Before the Gaza closure, introduced in 2007, Tilbani exported 65% of his products to the West Bank. For a decade now, he hasn't been able to export products, but he has also not laid off a single worker.
“How can I lay off a worker who works for me and earns a living for his family?” he said. “If I fire him, that would send him off to die of hunger. What would happen to his children? I can’t sentence a worker of mine to death.” Tilbani therefore made the decision to employ every worker for half a month, so that everyone could continue to earn money. His employees earn between 400 and 1,000 shekels ($114 to $285) a month.

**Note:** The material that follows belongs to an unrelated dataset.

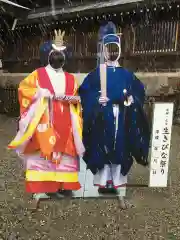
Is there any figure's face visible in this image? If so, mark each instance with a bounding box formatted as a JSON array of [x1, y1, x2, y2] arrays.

The factory hangs on, with great difficulty given the low demand for his products in Gaza, where most residents don't even dream of buying sweets.
“There are kids here whose dad can’t give them half a shekel to buy a sweet,” Tilbani said. “In Gaza, there are hundreds of thousands of people who have nothing to eat, who haven’t seen meat for many, many years, except maybe for [the Muslim holiday of] Eid al-Adha.” Tilbani occasionally invites people for dinner at his home, and 20 other people come whom he didn’t invite. “Could I send them home?” he asked. “At the end of the meal, they take the leftovers to give to their kids.”
Tilbani gives 2.5% of the profits from his factory to charity, and on Ramadan he hosts a meal for 3,000 Palestinians for whom it will be the only big meal that includes meat for the whole year.
“Gaza’s Candy Kingdom” tries to project optimism. Toward the end, Noor looks out of the factory window and sees bulldozers. Tilbani explains that part of the factory was bombed in 2014, during Operation Protective Edge, and proclaims, “But we’ll rebuild everything.” Noor decides to pass on the prize of owning the factory and offers that instead she’d be happy with free ice cream for life. Tilbani comforts her, saying, “As long as people need ice cream, we’ll be here to make it, in order to make their life sweet.”